Eating My Words: From Campus Crusade for Christ to Eastern Orthodoxy
GUEST COLUMN
By the summer of 1966, our bubble was bursting. As staff members of Campus Crusade for Christ in key roles of leadership, we were intent on bringing America’s college students to faith in Christ. And we were further committed to Christ’s Great Commission: bringing the Gospel to the whole world. But that summer, at our Arrowhead Springs headquarters in California, we realized we would have to change.
We had become convinced from Scripture that the Church is the means to fulfilling that Great Commission. We had claimed to be “an arm of the Church,” but we were an amputated arm.

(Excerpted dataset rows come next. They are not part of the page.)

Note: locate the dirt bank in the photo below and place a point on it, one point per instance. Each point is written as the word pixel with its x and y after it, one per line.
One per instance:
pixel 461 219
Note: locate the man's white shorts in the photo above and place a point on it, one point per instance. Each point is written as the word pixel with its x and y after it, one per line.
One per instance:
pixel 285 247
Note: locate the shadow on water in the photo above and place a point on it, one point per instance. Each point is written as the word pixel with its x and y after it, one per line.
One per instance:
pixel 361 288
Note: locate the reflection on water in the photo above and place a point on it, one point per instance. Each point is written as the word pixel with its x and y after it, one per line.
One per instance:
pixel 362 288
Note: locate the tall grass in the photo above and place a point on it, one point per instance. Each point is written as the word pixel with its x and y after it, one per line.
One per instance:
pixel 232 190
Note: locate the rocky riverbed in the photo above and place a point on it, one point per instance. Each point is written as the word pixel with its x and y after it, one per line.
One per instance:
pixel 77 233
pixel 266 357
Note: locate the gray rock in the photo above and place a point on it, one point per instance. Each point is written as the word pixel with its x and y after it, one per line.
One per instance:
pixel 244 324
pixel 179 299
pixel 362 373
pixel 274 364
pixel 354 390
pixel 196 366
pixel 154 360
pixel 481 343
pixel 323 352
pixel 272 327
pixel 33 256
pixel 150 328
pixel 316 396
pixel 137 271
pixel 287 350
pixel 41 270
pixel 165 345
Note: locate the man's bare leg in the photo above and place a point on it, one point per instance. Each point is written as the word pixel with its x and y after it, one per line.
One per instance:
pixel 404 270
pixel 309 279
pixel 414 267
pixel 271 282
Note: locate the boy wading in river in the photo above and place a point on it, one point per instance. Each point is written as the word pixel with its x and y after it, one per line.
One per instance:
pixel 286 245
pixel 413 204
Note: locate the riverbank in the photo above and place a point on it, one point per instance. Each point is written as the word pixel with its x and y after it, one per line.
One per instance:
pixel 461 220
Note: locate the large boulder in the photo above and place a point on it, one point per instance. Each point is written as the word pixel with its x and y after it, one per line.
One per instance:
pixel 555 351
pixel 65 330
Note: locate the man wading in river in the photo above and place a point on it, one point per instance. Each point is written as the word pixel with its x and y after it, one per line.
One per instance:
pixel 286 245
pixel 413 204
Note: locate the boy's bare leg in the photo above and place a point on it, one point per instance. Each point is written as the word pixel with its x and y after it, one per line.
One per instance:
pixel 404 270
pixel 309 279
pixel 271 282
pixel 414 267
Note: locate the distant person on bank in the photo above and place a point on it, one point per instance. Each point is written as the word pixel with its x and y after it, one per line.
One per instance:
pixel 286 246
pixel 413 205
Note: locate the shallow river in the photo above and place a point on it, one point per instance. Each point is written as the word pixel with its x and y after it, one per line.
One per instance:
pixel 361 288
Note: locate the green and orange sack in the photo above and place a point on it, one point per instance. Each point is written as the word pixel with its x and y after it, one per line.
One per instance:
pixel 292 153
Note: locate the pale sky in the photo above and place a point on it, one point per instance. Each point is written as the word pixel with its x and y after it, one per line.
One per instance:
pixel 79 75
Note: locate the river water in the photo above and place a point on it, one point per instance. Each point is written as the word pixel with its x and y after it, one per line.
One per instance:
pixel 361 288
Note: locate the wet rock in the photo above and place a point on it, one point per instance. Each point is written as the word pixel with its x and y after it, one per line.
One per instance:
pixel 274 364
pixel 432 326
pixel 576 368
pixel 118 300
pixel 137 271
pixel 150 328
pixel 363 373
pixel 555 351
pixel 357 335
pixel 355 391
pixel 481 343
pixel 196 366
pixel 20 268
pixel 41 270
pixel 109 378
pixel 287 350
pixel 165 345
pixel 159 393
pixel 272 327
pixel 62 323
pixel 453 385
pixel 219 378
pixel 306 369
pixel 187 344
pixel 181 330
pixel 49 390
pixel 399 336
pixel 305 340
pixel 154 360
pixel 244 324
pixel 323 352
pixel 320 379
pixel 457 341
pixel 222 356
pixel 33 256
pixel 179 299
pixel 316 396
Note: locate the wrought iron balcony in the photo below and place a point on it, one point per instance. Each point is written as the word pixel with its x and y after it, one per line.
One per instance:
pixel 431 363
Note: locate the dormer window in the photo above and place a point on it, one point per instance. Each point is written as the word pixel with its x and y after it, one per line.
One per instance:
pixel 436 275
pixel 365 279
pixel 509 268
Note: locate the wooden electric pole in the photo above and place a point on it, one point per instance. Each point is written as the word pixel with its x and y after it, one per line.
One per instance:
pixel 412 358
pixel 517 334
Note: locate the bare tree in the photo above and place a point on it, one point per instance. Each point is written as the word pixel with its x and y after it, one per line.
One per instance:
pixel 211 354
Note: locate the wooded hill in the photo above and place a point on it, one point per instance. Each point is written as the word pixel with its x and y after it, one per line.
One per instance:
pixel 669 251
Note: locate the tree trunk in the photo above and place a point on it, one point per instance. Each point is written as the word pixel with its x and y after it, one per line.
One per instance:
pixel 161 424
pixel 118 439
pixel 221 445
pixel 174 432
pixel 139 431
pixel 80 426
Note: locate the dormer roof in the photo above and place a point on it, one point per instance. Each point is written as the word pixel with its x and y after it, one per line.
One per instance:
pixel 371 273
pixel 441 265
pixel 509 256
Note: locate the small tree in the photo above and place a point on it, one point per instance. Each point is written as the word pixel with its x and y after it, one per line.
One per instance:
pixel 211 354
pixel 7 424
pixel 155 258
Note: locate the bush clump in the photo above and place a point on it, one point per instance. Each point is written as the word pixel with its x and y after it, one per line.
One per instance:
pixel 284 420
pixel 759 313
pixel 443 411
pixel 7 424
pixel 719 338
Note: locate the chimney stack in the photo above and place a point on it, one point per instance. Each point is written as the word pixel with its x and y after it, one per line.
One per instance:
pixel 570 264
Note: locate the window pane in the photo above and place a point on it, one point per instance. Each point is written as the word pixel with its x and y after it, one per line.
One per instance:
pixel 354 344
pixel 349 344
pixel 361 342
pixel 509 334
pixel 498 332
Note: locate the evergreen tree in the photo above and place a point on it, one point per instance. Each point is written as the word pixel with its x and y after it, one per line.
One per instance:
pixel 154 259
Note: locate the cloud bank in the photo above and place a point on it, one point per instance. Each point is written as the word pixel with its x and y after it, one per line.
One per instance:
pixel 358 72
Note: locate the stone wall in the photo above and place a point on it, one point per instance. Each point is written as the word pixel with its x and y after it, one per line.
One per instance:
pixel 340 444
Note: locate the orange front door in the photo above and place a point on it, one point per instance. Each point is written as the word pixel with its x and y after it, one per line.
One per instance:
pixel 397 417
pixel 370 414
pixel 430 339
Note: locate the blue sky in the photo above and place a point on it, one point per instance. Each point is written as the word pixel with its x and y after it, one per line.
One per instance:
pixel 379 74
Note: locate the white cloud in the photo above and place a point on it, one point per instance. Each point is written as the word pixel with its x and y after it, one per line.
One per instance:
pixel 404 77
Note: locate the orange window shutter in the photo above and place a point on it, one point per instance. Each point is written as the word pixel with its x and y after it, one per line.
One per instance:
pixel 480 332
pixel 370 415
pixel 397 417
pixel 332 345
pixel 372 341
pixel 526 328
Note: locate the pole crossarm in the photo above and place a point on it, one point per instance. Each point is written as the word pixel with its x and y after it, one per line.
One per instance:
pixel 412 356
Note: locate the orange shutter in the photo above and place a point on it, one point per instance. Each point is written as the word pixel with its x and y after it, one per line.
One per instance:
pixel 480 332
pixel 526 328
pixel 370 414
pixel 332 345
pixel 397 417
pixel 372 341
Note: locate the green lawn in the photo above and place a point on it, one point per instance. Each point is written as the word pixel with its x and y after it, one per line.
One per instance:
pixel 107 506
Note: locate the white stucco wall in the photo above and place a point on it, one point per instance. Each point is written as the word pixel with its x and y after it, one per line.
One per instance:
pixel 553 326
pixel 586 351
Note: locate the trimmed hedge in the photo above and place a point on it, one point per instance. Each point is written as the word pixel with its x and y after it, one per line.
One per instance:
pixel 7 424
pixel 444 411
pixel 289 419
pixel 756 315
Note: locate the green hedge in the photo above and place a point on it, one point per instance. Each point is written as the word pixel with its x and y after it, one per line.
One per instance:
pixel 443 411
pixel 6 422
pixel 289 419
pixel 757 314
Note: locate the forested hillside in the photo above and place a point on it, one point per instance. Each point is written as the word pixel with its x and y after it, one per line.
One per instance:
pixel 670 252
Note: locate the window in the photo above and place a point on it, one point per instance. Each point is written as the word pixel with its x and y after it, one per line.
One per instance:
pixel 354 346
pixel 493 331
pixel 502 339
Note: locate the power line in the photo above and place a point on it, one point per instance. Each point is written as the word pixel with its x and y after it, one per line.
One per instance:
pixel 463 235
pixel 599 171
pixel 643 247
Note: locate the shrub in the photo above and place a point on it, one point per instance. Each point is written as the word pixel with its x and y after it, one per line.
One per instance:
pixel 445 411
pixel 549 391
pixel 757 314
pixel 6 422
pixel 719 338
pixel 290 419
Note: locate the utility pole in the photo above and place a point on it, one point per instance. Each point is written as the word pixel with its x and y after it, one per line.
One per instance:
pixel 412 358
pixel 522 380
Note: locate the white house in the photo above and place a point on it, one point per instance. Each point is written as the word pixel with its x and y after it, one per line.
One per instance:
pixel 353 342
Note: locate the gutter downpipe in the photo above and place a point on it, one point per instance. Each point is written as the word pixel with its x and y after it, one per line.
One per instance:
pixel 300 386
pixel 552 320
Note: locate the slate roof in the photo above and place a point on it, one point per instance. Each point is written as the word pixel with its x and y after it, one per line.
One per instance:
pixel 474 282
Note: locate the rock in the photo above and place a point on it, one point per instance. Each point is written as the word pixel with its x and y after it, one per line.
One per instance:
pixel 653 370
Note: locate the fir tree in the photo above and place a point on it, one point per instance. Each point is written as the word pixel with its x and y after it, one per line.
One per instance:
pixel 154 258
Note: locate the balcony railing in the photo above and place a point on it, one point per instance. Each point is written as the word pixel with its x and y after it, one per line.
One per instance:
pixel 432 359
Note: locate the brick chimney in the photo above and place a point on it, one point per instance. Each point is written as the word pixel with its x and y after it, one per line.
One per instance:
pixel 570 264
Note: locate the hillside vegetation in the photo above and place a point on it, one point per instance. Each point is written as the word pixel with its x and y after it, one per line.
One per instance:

We were not connected, not accountable, nor correctable.
Students I had led to Christ would ask, “Would you baptize me?” I would say no, because we’re not a church. They would ask, “Why not?” Or at the close of a particularly warm evening of living room Bible study, someone would ask, “Why can’t we have communion together tonight?” The answer was the same: we’re not a church. And their retort was again, “Why not?”
We knew that for every hundred kids who prayed a commitment prayer with us, only a handful would go on to Christian maturity. We would try to get them into a church, but it was difficult. Most of them wanted to stay with us as their spiritual shepherds, but we were not shepherds. We were not supposed to be. By default we were but “hit men for Jesus.”
Mark it well. We are aggressive witnesses for Christ to this day. We are still fully evangelical. But we are no longer pop-Protestant. By the grace of God, we have become Orthodox.
Our conviction was that all genuine evangelism must emerge from the Church. We believed that the only “organization” Jesus ever formed to do His work was the Church. We had no choice but to leave Campus Crusade and pursue evangelism through the Church. But the big question was: what is the Church?
We did not want to build and maintain yet another new structure, at least not right away. Most of us struck out on our own, building house-churches in different parts of the country fashioned after what we saw as the New Testament model. We kept in touch with each other, and exchanged ideas about our successes and failures. Many of us had taken outside jobs to support ourselves and our families.